“Non possiamo sopravvivere a”, la vita degli abitanti all'interno di uno stato che è sull'orlo della distruzione (Foto)

Il terreno sotto casa di Dolgor Dasnyami è umido e ruvido e puzza come l'inferno. Qui, in cima ad uno dei più grandi magazzini di Ulaan Bator, Dashnyam vive sotto un tetto di materassi bagnati. Passa le sue giornate a rotolare attraverso pile di bottiglie e ossa animali, [...]
Trascorre i suoi giorni attraverso pile di bottiglie e ossa di animali, raccogliendo pezzi di metallo da vendere e poi fornendo un po 'di pane e acqua, segnala The New York Times±x0>, trasmette Periscopi.
David, 55 anni, una volta aveva una laurea che sognava di possedere una fattoria dove poteva ottenere ricchezza attraverso di essa. Ma la mancanza di alloggi convenienti lo ha spinto e migliaia di altri residenti a basso reddito a fuggire ai margini di Ulan Bator, la città di 1,4 milioni di persone che sono la capitale della Mongolia, dove lottano per necessità fondamentali come il cibo e l'acqua pulita.
“Nessuno si preoccupa di noi”, ha detto Dashnyam, che guadagna circa $3 al giorno e dice che non è stata in grado di prendere un rifugio sponsorizzato dal governo. È stato preso da un lavoro agricolo. “
Centinaia di migliaia di persone sono salite a Ulan Bator negli ultimi anni, attratti dalla promessa di alti posti di pagamento e una strada per la classe media.
Molti di loro stanno lasciando condizioni dure nel villaggio, portato da cambiamenti climatici, siccità e inverni amari in campi distruttivi e bestiame.

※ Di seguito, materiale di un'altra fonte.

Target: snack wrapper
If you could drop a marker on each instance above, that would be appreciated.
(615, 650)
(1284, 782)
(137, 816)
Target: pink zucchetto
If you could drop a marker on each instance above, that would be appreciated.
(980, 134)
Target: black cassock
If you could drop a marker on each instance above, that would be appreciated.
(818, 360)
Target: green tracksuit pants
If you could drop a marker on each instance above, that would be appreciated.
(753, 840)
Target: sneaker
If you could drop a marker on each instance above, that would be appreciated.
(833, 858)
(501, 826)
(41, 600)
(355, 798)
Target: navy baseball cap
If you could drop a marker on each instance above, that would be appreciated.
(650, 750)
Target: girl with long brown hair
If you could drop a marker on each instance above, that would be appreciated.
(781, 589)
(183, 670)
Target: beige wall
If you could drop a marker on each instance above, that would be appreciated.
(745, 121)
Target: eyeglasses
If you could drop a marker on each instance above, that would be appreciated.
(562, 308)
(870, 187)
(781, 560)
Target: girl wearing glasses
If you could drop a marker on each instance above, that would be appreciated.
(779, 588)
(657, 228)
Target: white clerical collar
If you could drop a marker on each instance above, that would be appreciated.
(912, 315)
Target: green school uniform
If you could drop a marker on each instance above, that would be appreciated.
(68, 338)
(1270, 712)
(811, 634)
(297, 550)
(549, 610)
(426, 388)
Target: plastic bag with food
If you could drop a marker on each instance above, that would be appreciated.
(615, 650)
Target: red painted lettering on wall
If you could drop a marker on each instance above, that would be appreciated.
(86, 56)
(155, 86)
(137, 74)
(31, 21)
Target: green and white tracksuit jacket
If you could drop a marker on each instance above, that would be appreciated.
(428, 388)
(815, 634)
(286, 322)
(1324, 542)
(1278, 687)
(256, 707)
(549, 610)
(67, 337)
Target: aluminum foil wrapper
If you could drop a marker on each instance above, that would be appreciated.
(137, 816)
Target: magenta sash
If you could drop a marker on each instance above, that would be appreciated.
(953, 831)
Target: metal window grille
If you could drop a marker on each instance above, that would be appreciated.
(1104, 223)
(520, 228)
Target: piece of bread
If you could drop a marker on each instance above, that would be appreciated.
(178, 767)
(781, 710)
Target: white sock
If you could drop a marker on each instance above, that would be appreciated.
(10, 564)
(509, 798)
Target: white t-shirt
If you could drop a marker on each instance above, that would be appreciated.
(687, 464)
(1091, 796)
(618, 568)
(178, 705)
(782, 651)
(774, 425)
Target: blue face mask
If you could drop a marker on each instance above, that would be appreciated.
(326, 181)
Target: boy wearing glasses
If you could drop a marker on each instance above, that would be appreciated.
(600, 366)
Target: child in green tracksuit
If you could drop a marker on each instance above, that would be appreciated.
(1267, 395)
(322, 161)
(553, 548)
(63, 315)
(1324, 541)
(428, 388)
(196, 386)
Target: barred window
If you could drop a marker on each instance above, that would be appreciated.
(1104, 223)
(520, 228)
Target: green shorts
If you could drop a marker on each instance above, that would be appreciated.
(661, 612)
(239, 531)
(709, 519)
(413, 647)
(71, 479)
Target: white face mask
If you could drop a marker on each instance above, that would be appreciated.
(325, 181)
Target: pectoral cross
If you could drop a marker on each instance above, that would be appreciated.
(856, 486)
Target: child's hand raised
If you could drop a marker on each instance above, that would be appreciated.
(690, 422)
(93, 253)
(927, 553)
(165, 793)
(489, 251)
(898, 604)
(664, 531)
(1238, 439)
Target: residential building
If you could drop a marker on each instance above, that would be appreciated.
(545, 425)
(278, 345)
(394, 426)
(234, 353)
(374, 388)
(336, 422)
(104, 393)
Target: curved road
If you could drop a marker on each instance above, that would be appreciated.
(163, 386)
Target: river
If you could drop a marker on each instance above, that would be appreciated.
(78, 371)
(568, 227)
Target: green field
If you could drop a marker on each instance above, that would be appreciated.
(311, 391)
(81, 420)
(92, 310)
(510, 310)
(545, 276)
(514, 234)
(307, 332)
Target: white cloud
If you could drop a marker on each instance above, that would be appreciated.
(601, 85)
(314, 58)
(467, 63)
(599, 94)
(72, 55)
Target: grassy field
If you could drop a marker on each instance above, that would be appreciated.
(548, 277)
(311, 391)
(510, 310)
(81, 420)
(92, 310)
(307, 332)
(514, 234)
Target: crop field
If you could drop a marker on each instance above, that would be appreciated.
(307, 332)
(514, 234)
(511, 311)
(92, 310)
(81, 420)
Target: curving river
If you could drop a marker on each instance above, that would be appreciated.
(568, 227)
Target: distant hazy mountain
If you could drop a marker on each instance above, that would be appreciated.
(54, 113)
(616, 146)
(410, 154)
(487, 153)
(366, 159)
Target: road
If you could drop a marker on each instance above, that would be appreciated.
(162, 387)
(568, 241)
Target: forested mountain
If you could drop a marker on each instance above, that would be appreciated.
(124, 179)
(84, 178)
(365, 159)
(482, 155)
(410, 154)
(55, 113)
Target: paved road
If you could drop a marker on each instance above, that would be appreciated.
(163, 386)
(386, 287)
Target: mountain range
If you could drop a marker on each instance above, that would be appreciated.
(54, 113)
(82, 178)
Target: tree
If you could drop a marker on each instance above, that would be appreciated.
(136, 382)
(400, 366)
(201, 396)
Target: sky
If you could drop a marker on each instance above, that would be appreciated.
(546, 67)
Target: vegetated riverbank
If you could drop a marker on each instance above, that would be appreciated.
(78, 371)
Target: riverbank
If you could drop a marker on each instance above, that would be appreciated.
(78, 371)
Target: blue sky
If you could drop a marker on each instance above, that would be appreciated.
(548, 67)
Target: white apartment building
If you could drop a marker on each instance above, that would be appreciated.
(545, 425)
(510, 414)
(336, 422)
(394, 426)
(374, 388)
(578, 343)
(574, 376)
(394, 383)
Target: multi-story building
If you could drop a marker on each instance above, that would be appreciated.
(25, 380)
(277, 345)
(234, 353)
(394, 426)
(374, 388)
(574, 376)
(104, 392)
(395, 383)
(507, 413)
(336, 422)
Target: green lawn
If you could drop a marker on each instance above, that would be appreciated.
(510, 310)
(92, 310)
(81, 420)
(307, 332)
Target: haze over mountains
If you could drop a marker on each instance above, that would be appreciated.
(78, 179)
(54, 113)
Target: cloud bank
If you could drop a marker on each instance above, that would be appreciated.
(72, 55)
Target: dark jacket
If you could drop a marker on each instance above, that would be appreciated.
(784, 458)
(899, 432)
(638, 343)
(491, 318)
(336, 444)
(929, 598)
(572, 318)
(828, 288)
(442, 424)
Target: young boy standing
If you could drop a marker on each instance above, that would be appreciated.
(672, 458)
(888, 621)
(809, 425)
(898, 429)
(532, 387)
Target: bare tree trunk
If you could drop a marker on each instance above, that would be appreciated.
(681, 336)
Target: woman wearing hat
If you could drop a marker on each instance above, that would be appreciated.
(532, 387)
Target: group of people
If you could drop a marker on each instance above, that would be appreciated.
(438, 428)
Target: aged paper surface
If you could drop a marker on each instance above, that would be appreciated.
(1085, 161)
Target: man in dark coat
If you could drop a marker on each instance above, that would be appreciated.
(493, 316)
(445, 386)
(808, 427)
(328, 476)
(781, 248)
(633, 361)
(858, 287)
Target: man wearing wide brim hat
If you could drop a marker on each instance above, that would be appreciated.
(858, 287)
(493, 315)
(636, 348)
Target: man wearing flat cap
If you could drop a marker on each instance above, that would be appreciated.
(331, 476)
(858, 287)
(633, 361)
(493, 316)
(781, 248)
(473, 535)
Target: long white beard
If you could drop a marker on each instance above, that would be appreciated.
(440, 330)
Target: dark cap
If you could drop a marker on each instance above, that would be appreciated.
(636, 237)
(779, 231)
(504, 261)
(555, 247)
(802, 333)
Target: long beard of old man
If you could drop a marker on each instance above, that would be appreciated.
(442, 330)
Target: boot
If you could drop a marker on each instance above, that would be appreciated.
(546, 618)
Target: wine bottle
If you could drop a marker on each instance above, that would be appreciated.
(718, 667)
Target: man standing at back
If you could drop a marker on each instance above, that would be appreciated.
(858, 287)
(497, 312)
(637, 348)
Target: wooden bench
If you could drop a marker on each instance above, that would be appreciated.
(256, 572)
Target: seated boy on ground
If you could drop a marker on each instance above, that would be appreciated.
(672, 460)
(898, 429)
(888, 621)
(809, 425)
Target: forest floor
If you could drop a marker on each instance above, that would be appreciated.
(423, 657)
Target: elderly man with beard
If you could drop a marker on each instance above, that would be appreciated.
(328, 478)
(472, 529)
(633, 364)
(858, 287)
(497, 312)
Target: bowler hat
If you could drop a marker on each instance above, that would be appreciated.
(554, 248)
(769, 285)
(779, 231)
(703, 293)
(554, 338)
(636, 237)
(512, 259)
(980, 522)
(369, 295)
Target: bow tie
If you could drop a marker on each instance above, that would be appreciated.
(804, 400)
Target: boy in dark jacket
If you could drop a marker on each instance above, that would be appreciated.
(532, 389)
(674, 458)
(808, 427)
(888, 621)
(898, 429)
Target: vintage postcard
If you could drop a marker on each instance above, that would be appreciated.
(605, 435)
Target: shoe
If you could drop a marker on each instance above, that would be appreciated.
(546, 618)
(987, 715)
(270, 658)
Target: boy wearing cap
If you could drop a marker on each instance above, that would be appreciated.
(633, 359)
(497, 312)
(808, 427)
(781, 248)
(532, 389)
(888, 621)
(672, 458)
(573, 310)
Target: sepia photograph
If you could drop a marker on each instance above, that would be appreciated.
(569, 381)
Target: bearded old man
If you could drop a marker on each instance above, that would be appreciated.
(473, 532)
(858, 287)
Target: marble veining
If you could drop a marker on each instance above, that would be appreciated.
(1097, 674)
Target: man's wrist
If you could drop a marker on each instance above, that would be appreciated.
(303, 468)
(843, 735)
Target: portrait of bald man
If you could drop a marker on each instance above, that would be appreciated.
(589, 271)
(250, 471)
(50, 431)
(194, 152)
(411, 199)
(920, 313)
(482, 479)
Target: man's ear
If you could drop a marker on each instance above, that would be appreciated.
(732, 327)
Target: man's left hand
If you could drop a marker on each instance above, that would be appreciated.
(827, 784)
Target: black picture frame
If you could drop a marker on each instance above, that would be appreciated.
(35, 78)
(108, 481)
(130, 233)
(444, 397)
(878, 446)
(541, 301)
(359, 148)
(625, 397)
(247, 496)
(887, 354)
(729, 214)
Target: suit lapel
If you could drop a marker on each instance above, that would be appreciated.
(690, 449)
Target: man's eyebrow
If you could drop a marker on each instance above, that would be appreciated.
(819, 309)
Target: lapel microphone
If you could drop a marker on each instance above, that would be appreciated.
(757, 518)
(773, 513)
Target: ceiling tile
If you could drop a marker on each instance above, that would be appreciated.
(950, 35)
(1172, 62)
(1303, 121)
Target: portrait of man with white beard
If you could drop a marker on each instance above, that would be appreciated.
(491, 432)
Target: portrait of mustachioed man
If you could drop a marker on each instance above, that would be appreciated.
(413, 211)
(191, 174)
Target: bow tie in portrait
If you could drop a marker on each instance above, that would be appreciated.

Ma la vita della città è diventata più scura. La disoccupazione è in aumento, dicono avvocati poveri, come un rallentamento economico sta portando meno posti di lavoro e salari più piccoli. L'inquinamento sta peggiorando e l'accesso alle risorse pubbliche come l'elettricità e le fognature sono tesi.
Ulan Bator, situato in una valle a circa 4.400 metri sul livello del mare, non è mai stato progettato per ospitare più di poche centinaia di migliaia di abitanti. Ora è naturale espandersi indefinitamente, sollevando timori che il governo potrebbe non essere in grado di continuare con l'afflusso dei migranti.
I funzionari della città, citando le preoccupazioni circa la mancanza di spazio scolastico e un sistema di welfare sovraccaricato, ha detto quest'anno che Ulan Bator non avrebbe accettato qualsiasi immigrati dai paesi rurali. Il governo ha avvertito contro la costruzione di case in alcune aree a causa dei rischi di sovrappopolazione.
Tuttavia, molti mongoli sono impegnativi. Nelle ripide colline e pianure rocciose, stanno creando capanne improvvisate di nomadi mongoli tradizionali.
Il cambiamento climatico ha intensificato la pressione per risolvere la crisi immobiliare. La Mongolia è stata particolarmente colpita con una serie di devastanti siccità. Le temperature sono anche in aumento; questa estate era più caldo in più di mezzo secolo.
Dashnyam, che ha vissuto nel magazzino per diversi mesi, ha detto che era preoccupata che sarebbe rimasto lì in inverno a temperature subzero.